Papini died in February 2024 from injuries sustained after his light aircraft crashed following a bird strike.

==Gameplay==

Players may control a variety of sail and motor powered vessels above and below the sea, interacting with other vessels, changing weather conditions, marine life and dynamic wave movements. Racing against either AI or online competitors is possible, as is exploring, recreating voyages or naval combat. It is also possible to create and edit both vessel types and marine scenery. Control panels feature compass bearing, wind speed and direction, speed, rpm, fuel level, winch settings, sail settings, radar and GPS are also included. Unusual for a vehicle simulator, users of Virtual Sailor can often roam the interiors of their ships. Weather and sea conditions are adjustable, enabling different levels of play. Vessels may be controlled by keyboard, mouse or customisable game controllers.

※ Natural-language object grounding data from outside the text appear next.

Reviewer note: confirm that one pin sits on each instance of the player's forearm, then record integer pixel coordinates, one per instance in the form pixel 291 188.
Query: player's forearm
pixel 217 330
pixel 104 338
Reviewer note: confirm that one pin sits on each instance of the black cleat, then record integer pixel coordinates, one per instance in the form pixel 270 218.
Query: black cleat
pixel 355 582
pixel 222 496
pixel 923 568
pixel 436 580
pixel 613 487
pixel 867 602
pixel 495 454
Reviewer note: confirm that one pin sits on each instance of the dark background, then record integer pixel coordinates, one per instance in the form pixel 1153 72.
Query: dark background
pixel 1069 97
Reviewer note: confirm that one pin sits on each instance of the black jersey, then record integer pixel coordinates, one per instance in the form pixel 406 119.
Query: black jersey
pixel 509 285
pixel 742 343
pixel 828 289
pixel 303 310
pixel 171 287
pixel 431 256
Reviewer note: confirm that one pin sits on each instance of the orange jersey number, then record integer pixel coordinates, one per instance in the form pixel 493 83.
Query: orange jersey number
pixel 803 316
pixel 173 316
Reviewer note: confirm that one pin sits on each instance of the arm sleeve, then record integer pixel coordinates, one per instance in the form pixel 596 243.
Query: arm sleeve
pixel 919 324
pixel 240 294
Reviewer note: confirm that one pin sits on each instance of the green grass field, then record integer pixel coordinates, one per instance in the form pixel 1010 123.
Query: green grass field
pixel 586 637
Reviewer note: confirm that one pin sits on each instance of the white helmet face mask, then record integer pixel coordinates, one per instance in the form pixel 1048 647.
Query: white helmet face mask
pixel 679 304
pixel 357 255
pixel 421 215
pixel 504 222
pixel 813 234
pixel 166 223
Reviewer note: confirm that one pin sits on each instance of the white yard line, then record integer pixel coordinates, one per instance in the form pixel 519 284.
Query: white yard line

A large variety of vessel types and scenery have been created by users and are available on fan sites and forums.

==History==

Virtual Sailor was first released in 1999 as a shareware program and since then has seen 13 major release versions, with many minor updates released each year. Version 7.5.1 was released on July 25, 2017.
In the nine-year period between versions 7.0 and 7.5, developers turned to a new program called "Vehicle Simulator". Vehicle Simulator, first released on March 27, 2009 expands on Virtual Sailor by allowing for the simulation of automobiles and aircraft as well in addition to watercraft, while remaining backwards compatible with many of the add-ons created for Virtual Sailor.

In July 2021, Virtual Sailor NG was released. The update was a total rewrite of the original game and was redesigned for modern operating systems and next-generation graphics rendering.

Virtual Sailor NG was published on Steam in October 2022 and is still able to be purchased from the Steam storefront.

==Critical reception==

GameSpot said of the game "Virtual Sailor simulates the entire marine environment and makes a complete sailing experience, it's multiplayer capability for online sailing and racing creates an extremely immersive marine experience."